The officer asks Petito, “because of your OCD?”
She responds, “He told me I needed to calm down, but I’m already calm.”
“I have OCD and sometimes I get really frustrated,” she said.
Moab police suggested the couple go their separate ways that night; no charges were filed.
On August 26, Jessica Schultz saw Laundrie parked in a white van at Grand Teton National Park, and no one appeared to be with him, she told the San Francisco Chronicle.
The next day, Nina Angelo and her boyfriend, Matt England, saw a “commotion” as Petito and Laundrie were leaving the Merry Piglets Tex-Mex restaurant in Jackson, Wyoming, she told CNN.
Petito was in tears and Laundrie was visibly angry, going into and out of the restaurant several times, showing anger toward the staff around the hostess stand, Angelo said. The couple’s waitress was also visibly shaken by the incident, said Angelo, who told CNN she did not see any violence or physical altercation between Petito and Laundrie.
A manager at Merry Piglets, who declined to give her name, did see “an incident” at the restaurant and called the FBI, she told CNN. The manager declined to describe what happened and said the restaurant did not have surveillance video of the incident.
Norma Jean Jalovec, a seasonal Wyoming resident, told CNN that she picked up Laundrie not far from Jackson Lake Dam on August 29, around 6:15 p.m., and gave him a ride to the Spread Creek dispersed campground where Petito’s remains were later found.
Laundrie was hitchhiking, Jalovec said, and got in the passenger seat of her Toyota SUV 4-Runner.
According to Jalovec, Laundrie told her he and his fiancée had a travel blog, that she was in their van at the camping area working on the blog, and that he had been hiking along the Snake River embankment for a few days.
A neighbor who lives directly across the street from the home Petito shared with Laundrie and his family told CNN the last time she saw Laundrie at the North Port home was the weekend of September 10.
Karyn Aberts said she saw Laundrie and his family “in the neighborhood out in the front yard,” saying it looked like “a normal … they were going for a walk kind of thing,” and that she “never thought anything about it.”
Petito was reported missing by her family the next day.

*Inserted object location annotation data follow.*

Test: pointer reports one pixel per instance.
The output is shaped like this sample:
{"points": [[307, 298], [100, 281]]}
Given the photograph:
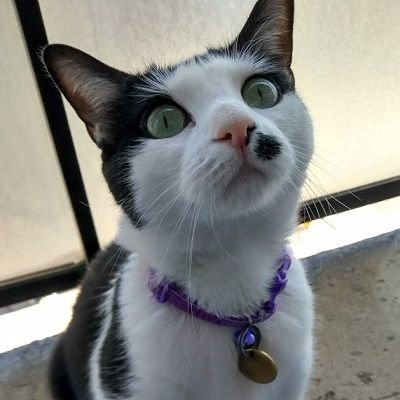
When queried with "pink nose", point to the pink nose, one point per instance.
{"points": [[236, 133]]}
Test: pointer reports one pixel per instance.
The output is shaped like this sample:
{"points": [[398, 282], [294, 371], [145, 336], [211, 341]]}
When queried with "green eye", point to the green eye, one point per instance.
{"points": [[260, 93], [166, 121]]}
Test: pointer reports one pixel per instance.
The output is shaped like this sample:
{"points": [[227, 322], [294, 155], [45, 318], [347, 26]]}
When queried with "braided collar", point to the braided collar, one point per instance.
{"points": [[172, 293]]}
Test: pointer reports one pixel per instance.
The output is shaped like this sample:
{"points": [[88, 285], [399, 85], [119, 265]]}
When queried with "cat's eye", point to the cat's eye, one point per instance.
{"points": [[260, 93], [166, 121]]}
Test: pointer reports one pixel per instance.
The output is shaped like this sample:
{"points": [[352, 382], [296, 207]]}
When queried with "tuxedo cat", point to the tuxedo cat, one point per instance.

‘Love and give love like she did’
As investigators continued their search for Laundrie Sunday, friends, family and strangers gathered in Holbrook, New York, to pay their respects to Petito.

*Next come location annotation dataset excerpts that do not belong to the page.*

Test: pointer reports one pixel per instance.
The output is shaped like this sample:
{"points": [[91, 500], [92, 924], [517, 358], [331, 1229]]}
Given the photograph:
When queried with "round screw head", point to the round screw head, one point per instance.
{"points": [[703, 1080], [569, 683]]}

Joseph Petito described his daughter in a eulogy as a “happy girl,” who people would gravitate toward. She made others feel welcome, he said, and she loved being outdoors, scuba diving, hiking the Appalachian Trail or snowboarding down sand dunes in Colorado.

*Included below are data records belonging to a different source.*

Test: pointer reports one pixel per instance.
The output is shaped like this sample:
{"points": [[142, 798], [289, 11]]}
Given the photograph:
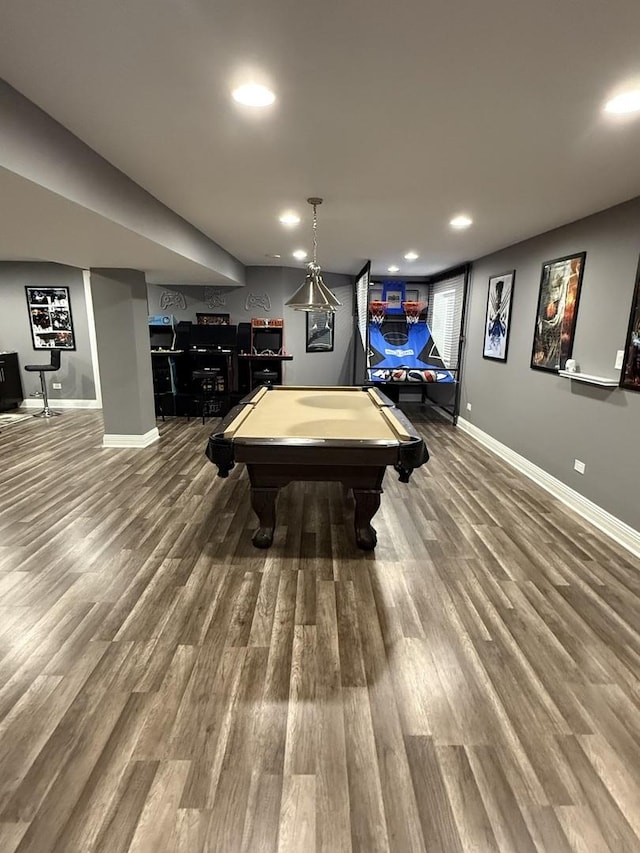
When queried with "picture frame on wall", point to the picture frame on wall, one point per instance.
{"points": [[50, 318], [498, 316], [557, 312], [320, 327], [630, 375]]}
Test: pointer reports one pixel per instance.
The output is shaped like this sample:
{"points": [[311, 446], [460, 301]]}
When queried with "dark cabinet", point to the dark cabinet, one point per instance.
{"points": [[10, 382]]}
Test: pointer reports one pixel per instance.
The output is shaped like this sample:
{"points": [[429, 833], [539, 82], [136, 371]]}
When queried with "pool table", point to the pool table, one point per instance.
{"points": [[343, 434]]}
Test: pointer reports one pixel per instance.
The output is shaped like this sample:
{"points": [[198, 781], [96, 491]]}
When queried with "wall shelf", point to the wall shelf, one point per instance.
{"points": [[604, 381]]}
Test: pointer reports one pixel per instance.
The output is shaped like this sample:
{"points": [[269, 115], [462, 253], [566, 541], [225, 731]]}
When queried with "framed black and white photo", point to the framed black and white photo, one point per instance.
{"points": [[630, 376], [498, 316], [319, 331], [50, 317], [557, 312]]}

“I want you to be inspired by Gabby, that’s what we’re looking for,” Joseph Petito said. “If there’s a trip that you guys want to take, take it now. Do it now while you’ve got the time.
“If there’s a relationship that you’re in that might not be the best thing for you, leave it now,” he said, an apparent reference to his daughter’s relationship with Laundrie.
Petito’s stepfather, Jim Schmidt, also gave a eulogy, telling those gathered, “Parents aren’t supposed to bury their children. That’s not how this is supposed to work.”
Petito provides “an example for all of us to live by,” Schmidt said, “to enjoy every moment in this beautiful world, as she did — to love and give love to all like she did.”